Si va via via ridisegnando il quadro normativo relativo ai reati presupposto previsti dal catalogo del d.lgs. 231/01 in materia di responsabilità amministrativa degli Enti.

Sino ad oggi il Legislatore non ha ancora provveduto ad inserire disposizioni, né in materia fiscale né in materia tributaria, che contemplassero la responsabilità dell’Ente per la commissione di reati tributari. Con l’approvazione in data 5 luglio 2017 della Direttiva n. 2017/1371 del Parlamento Europeo e del Consiglio del 5 luglio 2017, relativa alla lotta contro la frode che lede gli interessi finanziari dell’Unione mediante il diritto penale, c.d. “Direttiva PIF”, lo scenario nazionale potrebbe mutare notevolmente.

Il recepimento interno della Direttiva, previsto entro il 6 luglio 2019, tarda ad arrivare.

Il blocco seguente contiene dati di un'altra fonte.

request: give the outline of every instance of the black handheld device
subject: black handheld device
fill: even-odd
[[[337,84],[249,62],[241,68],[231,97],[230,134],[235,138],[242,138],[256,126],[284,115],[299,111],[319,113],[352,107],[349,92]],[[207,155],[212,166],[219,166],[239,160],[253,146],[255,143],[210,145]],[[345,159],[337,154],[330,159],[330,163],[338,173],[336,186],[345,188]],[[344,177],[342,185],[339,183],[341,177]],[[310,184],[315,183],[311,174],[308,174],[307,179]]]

L’adeguamento della normativa interna a quella comunitaria dovrebbe comportare, però, l’ingresso nel catalogo dei “reati 231” anche di alcuni reati tributari comunemente denominati “frodi IVA“.

L’uso del condizionale appare obbligatorio ma, considerando il contenuto dell’art.6 della Direttiva, appare verosimile che il legislatore nazionale dovrà necessariamente occuparsi del d.lgs.231/01, che subirà gli effetti della normativa comunitaria.

Secondo la Direttiva, il raggio di applicabilità di tali previsioni dovrà essere circoscritto “In materia di entrate derivanti dalle risorse proprie provenienti dall’IVA”; inoltre “la presente direttiva si applica unicamente ai casi di reati gravi contro il sistema comune dell’IVA. Ai fini della presente direttiva, i reati contro il sistema comune dell’IVA sono considerati gravi qualora le azioni od omissioni di carattere intenzionale secondo la definizione di cui all’articolo 3, paragrafo 2, lettera d), siano connesse al territorio di due o più Stati membri dell’Unione e comportino un danno complessivo pari ad almeno 10.000.000 EUR”.

Quanto ci coglie impreparati la Direttiva PIF?

Le condotte che il legislatore europeo chiede di criminalizzare, per la maggior parte sono già punite nel nostro ordinamento con le autonome figure di reato, previste dal d.lgs.74/2000 – Nuova disciplina dei reati in materia di imposte sui redditi e sul valore aggiunto, a norma dell’articolo 9 della legge 25 giugno 1999, n. 205. Ciò che oggi, però, non rende conforme la normativa domestica a quella europea, è la mancata predisposizione di un criterio di imputazione sanzionatorio, secondo lo schema della “colpa di organizzazione”, verso le persone giuridiche per tali reati.

Nell’ottica di un presumibile ingresso delle c.d. “frodi che ledono gli interessi finanziari dell’Unione Europea”, tra i reati presupposto del d.lgs.231/01 è bene che le realtà aziendali, anche quelle che vedevano l’adozione del Modello organizzativo un adempimento lontano dalle proprie realtà, inizino ad approcciarsi al tema anche in un’ottica preventiva e di compliance aziendale ormai di più ampio respiro.

L’alert non deve riguardare solamente società che non hanno ancora adottato un proprio modello di organizzazione ma, anche e soprattutto, le società che ne hanno già efficacemente adottato uno.

Orbene, in una visione preventiva, in considerazione delle condizioni dichiarate (solo) a livello comunitario, una corretta gestione del rischio 231 all’interno degli enti, dovrebbe portare il board a riflettere se la propria realtà potrebbe essere contagiata da questa ulteriore rivoluzione penale-tributaria, sottoponendo l’ente ad un assessment di tale matrice, coniugando le esigenze di compliance con l’oramai sfatato tabù dei reati tributari quali “grandi assenti” tra i reati presupposto.